A lonely path toward hope
The receptionist she spoke with in March could have done a better job triaging patients who needed care, Wendt said, but she takes responsibility for what happened.
“I didn’t want to be one of those crazy people who just bully their way into a situation yelling and screaming,” she said. “I wanted to be respectful.”
Due to COVID-19 protocols, Wendt endured brain surgery without friends to accompany her into Providence Alaska Medical Center. Discharged 24 hours after the operation and still blurry from powerful post-operative medicines, she momentarily feared she’d get left on the curb, she recalled, laughing at the memory.
“They’re just going to put me outside!’” Wendt remembered thinking. She complimented the staff at Providence and their work in a high-risk environment.
These days she goes to appointments alone.
“It’s very strange,” she said. “It’s good, but it’s an empty feeling.”
The disease that stole treatment time from her needs to be respected, Wendt said. Things are supposed to be different, at least for now.
But, she added, that shouldn’t mean sacrificing other parts of your health.
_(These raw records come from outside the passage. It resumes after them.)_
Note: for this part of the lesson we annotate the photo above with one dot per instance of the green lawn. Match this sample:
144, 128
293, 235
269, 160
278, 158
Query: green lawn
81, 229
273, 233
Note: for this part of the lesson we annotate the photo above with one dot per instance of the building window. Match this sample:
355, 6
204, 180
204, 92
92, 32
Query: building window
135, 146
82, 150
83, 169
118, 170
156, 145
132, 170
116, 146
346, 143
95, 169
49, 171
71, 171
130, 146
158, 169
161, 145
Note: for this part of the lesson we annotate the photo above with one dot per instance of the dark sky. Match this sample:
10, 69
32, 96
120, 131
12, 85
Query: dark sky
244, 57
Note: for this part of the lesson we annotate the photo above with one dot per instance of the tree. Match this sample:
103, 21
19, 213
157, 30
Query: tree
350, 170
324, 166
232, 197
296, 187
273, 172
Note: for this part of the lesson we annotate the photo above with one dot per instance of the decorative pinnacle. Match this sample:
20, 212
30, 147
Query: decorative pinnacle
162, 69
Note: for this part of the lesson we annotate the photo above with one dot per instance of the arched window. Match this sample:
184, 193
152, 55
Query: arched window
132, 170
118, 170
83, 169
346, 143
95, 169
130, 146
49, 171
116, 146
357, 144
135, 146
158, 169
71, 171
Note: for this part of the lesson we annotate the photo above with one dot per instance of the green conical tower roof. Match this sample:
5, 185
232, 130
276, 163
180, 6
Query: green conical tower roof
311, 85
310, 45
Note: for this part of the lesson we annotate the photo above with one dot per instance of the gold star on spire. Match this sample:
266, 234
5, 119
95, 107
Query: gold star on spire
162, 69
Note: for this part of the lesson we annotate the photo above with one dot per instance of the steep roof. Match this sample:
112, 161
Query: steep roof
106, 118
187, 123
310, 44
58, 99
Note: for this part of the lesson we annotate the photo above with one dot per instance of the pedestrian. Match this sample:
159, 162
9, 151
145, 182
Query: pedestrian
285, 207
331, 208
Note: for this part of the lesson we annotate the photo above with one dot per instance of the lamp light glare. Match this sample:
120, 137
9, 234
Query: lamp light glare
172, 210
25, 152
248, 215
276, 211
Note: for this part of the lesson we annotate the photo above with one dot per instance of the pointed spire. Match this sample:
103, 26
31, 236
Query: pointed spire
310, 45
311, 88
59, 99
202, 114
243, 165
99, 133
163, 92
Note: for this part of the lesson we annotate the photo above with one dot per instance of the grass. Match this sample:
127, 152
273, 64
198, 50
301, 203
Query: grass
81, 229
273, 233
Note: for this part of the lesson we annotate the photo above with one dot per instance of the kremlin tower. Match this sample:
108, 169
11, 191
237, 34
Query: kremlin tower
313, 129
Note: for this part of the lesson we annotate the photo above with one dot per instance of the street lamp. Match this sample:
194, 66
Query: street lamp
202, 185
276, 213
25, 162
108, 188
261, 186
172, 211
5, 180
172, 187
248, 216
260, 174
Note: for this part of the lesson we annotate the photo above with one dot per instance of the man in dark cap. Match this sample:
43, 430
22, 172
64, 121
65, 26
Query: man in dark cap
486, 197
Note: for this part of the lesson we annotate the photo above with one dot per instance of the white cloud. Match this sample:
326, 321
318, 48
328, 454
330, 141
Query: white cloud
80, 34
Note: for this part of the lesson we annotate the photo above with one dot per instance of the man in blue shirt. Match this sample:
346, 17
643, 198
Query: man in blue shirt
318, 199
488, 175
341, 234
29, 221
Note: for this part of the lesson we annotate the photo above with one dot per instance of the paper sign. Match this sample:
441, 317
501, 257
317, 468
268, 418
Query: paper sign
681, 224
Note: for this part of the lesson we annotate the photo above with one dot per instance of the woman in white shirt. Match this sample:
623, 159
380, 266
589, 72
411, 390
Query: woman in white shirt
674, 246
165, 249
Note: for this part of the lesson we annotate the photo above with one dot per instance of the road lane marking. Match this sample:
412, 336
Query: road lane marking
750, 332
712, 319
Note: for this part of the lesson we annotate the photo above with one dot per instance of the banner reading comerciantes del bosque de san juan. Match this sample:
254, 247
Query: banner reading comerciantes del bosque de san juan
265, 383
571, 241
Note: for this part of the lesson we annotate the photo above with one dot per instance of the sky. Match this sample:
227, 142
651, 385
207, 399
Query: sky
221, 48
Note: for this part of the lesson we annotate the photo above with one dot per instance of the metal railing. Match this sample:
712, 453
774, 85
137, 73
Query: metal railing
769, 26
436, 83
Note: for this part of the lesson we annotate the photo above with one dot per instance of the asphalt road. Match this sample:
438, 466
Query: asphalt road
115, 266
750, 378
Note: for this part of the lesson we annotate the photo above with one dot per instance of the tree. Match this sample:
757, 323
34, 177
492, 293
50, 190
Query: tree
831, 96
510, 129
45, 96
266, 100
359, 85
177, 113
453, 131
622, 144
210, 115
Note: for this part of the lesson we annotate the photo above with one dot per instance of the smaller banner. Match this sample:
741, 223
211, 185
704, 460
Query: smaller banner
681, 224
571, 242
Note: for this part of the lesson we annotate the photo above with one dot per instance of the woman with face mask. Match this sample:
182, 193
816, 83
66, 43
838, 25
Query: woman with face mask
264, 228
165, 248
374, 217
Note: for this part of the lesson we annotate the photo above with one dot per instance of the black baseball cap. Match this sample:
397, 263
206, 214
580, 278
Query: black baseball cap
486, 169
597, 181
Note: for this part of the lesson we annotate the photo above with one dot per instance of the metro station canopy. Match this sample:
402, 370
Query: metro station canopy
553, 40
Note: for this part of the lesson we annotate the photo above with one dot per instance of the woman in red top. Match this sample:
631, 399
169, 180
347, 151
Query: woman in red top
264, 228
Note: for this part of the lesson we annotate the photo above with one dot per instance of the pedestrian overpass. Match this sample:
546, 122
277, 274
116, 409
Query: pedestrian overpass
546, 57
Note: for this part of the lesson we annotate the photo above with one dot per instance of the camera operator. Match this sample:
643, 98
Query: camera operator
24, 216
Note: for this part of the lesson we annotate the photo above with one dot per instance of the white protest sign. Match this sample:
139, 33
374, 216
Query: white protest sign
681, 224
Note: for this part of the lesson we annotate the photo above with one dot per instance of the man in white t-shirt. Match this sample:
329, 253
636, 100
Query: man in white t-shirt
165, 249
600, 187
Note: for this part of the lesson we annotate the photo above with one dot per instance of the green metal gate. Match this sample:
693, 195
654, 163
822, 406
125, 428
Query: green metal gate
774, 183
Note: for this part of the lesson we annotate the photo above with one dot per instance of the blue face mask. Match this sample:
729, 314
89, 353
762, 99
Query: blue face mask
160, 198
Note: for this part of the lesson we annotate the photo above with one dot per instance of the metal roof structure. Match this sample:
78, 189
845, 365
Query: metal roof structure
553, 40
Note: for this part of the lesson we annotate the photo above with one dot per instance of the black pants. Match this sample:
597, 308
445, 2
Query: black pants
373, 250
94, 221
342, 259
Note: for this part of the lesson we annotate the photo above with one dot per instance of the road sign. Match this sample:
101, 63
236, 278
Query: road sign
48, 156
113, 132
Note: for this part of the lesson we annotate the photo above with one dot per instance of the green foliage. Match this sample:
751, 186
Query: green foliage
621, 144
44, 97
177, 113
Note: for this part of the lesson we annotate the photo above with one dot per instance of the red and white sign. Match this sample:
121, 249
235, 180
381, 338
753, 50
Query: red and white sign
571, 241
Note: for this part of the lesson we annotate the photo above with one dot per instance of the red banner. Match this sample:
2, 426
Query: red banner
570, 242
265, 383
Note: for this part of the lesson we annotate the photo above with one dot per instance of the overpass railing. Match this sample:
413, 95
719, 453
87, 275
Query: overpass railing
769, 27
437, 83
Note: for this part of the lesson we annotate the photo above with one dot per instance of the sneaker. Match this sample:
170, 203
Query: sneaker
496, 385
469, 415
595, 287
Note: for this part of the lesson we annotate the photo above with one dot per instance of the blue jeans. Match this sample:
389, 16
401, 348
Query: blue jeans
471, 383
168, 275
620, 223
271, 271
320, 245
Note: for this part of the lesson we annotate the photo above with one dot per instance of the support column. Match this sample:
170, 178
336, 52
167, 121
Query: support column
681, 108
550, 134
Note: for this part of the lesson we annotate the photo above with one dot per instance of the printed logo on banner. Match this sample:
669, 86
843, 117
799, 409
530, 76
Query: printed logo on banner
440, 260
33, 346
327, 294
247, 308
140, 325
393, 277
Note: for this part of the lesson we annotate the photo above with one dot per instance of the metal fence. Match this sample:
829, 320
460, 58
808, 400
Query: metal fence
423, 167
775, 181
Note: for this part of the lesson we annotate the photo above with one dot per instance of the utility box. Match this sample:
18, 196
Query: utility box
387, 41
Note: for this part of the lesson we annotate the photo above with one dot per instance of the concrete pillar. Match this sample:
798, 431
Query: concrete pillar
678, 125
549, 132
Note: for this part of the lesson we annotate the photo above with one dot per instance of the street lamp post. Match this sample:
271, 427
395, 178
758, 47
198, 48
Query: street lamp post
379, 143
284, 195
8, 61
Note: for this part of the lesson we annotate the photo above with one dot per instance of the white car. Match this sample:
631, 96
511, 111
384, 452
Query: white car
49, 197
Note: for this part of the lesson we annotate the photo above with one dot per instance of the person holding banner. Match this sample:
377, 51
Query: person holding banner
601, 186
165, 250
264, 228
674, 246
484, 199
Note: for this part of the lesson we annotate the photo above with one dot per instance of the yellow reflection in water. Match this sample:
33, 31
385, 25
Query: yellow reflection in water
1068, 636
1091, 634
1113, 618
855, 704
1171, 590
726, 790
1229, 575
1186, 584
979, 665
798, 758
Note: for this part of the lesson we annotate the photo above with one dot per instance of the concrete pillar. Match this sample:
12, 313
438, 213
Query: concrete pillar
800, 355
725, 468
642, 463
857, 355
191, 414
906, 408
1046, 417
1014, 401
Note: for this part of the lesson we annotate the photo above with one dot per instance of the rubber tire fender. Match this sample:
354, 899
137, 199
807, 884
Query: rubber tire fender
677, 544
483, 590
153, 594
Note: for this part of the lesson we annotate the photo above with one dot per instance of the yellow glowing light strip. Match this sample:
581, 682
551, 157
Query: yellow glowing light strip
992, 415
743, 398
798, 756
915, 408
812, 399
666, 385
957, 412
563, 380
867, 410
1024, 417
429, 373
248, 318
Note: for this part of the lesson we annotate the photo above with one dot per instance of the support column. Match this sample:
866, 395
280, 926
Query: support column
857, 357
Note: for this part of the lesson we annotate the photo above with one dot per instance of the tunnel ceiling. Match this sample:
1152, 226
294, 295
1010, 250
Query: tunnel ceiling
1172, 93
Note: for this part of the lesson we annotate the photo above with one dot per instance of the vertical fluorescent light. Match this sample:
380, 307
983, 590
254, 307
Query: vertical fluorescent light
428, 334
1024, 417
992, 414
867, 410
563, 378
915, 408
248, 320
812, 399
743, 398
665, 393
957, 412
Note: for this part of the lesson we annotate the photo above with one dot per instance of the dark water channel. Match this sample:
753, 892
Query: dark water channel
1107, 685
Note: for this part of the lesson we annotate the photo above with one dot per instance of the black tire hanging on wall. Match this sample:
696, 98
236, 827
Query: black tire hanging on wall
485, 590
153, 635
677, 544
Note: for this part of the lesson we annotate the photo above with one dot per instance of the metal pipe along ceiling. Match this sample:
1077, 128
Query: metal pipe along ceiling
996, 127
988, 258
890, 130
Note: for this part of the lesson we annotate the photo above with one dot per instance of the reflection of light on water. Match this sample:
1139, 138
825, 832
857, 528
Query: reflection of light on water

“All the offices and clinics, they’re taking all the precautions they are able,” Wendt said. “You’re probably more at risk going to Carrs and Fred Meyer than you are going to outpatient or inpatient because they’re trying so hard.”
Wendt is hoping her treatments lead to total remission. Scans this week showed the treatment seems to be working.
Liu said he didn’t see anything in her brain or her lungs and the mass in her armpit was half its original size.
“She’s actually doing quite well,” he said.
Wendt hopes to travel this winter. Her sisters live out of state. Her son graduated from the University of Alaska Anchorage earlier this year but has yet to have a party. She takes new joy from the angle of light on her walks.
“I still have a lot of things I’d like to do,” she said.